Software companies of Serbia

Comtrade Group is a software & IT hardware company based in Belgrade, Serbia with divisional head offices in Boston, Dublin, Amsterdam and Ljubljana. Founded in 1991, its business focuses to developing hardware and large software storage systems for institutions and corporations, as well as core software for online & land-based casinos.

==History==
Comtrade Group was founded in 1991 by Serbian businessman Veselin Jevrosimović. It designed the first Serbian desktop and notebook in 2006.

In 2015, the company joined CERN openlab as an associate member. In 2016, the firm partnered with Citrix to develop management packs for their platforms. Additionally, ComTrade has the largest artificial intelligence division in South Eastern Europe for now.

Comtrade wrote the code for the warehouse robots used at Amazon.com. It also developed the software infrastructure at Ryanair and various luggage transport systems.

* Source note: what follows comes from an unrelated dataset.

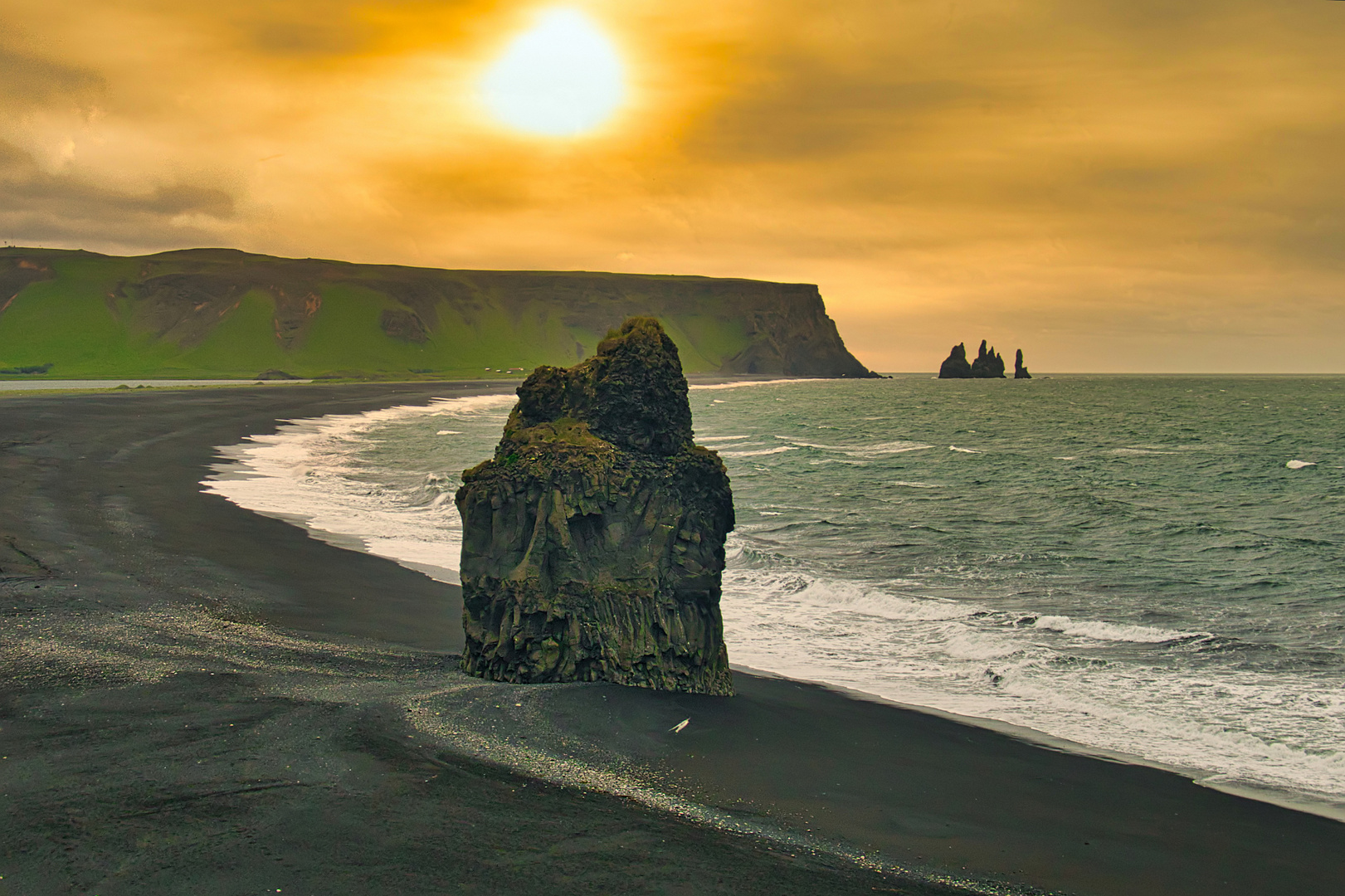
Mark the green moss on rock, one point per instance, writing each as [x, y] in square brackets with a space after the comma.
[593, 540]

The company has offices in Belgrade, Sarajevo, Ljubljana, Sunnyvale, Boston, Dublin, Budapest, Ireland and the Philippines. In 2008, it acquired the Slovenian software firm Hermes Softlab. In 2014, ComTrade Group launched the Tesla brand of tablets, smartphones, monitors and TVs. In 2016, ComTrade Software, a subsidiary of ComTrade Group, launched its US headquarters in Boston. In 2017, Jevrosimović opened the parent company's 18th office in the city of Dubai, as well as a technology center in Čačak. Comtrade employs 1,200 software engineers and has been a member of the World Economic Forum since 2009.